Hand auf’s Herz, würden Sie sich das wieder antun, als Schauspielerin in die DDR der tristen sechziger Jahre zu arbeiten?

Keller: Na klar!

Da bin ich aber gespannt.

Keller: Erstens handelte es sich bei meinem Aufenthalt um die 70er Jahre unter Erich Honecker und nicht um die 60er Jahre unter Walter Ulbricht. Diese Jahre waren nicht trist. Unter Honecker und Willy Brandt herrschte der Geist der Koexistenz. Es gab einen Wettbewerb zwischen den beiden Systemen freie Marktwirtschaft und Planwirtschaft. Die DDR stieg auf zur stärksten Industriemacht des Ostblocks.

Und zweitens?

In der DDR fühlte man sich moralisch in der besseren Hälfte von Deutschland! Wer sich in der schlechteren Hälfte fühlte, konnte einen Ausreiseantrag stellen. Allerdings herrschte bei der Bewilligung solcher Anträge bekanntlich die reine, staatliche Willkür. In der Zeit zwischen Stellung des Antrags und Erlaubnis zur Ausreise wurde der betreffende DDR-Bürger zum Landesverräter. Er durfte nicht mehr arbeiten und wurde von den staatlichen Stellen schikaniert, das konnte bis zur Gefängnisstrafe führen. Freizügigkeit gab es nur für Rentner. Ab 60 war jeder DDR-Bürger „grenzmündig“. Das Reiseverbot für junge Menschen fand ich das einzig wirklich Negative am DDR-Staat!

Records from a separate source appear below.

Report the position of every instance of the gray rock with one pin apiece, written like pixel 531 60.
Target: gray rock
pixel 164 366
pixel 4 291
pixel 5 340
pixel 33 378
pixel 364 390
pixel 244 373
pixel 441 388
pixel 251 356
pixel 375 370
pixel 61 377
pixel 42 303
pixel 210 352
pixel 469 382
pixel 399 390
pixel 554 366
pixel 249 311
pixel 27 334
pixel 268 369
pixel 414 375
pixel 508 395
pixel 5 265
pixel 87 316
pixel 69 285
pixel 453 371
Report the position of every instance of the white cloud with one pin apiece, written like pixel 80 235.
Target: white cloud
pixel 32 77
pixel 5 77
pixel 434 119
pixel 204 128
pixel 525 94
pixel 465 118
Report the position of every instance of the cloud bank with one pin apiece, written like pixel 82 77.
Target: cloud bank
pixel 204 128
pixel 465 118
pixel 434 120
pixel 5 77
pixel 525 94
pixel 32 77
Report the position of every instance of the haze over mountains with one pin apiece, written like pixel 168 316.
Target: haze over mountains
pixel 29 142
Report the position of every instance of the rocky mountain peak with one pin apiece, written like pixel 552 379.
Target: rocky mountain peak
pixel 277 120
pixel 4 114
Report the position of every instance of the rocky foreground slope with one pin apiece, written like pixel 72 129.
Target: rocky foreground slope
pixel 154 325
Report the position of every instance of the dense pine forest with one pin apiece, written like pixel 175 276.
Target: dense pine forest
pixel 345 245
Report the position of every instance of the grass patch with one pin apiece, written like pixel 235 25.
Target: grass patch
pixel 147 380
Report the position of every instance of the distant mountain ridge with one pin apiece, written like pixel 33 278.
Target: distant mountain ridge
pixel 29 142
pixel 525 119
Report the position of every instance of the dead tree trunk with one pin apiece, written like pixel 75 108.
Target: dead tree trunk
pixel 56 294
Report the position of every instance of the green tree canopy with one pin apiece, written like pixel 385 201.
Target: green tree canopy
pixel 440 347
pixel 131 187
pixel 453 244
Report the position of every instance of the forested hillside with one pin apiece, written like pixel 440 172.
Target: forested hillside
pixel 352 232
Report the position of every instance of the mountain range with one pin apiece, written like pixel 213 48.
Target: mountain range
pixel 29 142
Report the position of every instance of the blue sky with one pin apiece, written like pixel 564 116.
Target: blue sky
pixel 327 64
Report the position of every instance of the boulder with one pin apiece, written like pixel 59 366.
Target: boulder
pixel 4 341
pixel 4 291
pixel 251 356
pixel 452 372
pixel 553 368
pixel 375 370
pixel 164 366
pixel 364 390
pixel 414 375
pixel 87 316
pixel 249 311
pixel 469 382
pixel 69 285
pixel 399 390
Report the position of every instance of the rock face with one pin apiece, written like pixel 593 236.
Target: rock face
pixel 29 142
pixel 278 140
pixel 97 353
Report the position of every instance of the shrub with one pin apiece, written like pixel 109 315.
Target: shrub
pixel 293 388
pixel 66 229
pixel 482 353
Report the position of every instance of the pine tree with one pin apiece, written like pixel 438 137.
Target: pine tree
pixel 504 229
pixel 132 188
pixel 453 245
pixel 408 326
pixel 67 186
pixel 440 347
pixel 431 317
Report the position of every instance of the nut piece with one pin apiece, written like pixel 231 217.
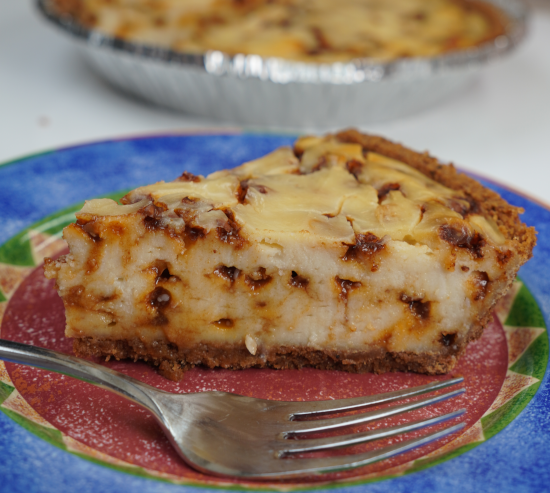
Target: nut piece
pixel 251 344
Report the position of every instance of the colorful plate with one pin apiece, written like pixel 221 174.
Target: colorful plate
pixel 85 438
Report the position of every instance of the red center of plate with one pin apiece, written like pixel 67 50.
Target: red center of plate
pixel 111 425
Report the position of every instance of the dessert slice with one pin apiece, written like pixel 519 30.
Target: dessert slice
pixel 346 252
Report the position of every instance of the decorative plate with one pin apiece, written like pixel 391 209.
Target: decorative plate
pixel 58 434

Lassen wir diesen Satz mal so stehen, beschreiben Sie zum Schluss Ihr Wunsch-Zielpublikum für Ihr Buch.

Keller: Mein Zielpublikum ist das Milieu, in dem ich aufgewachsen bin: aufgeklärte, humanistisch gebildete Bürger, welche die klassische, deutsche Kultur lieben. Theologen und religiös-soziale Pazifisten, die irgend einen historischen Bezug haben zur Kultur der DDR, zu einem deutschen Staat, der 28 Jahre lang, vom Mauerbau 1961 bis zum Fall der Mauer, 1989, hinter dem Eisernen Vorhang versteckt war.

 

Verena Regina Keller wurde 1945 in Zürich geboren, besuchte hier die Schauspiel-Akademie. Nach ersten Engagements an der Schaubühne unter Hartmut Lange in Westberlin wirkte sie fast zehn Jahre in der DDR, hauptsächlich in Quedlinburg. Nach Ihrer Rückkehr in die Schweiz 1976, spielte Keller am Claque Theater Baden. Dann wechselte sie in den Kultur-Journalismus und studierte Kunst-, Kirchen- und Literaturgeschichte mit anschließender Lehrtätigkeit. Heute ist Verena Keller Doktorandin für Kunstgeschichte in Basel. 

 

Das Buch: Verena Keller: Silvester in der Milchbar, Erinnerungen einer Schweizer Schauspielerin an die DDR, und ein großes Abenteuer.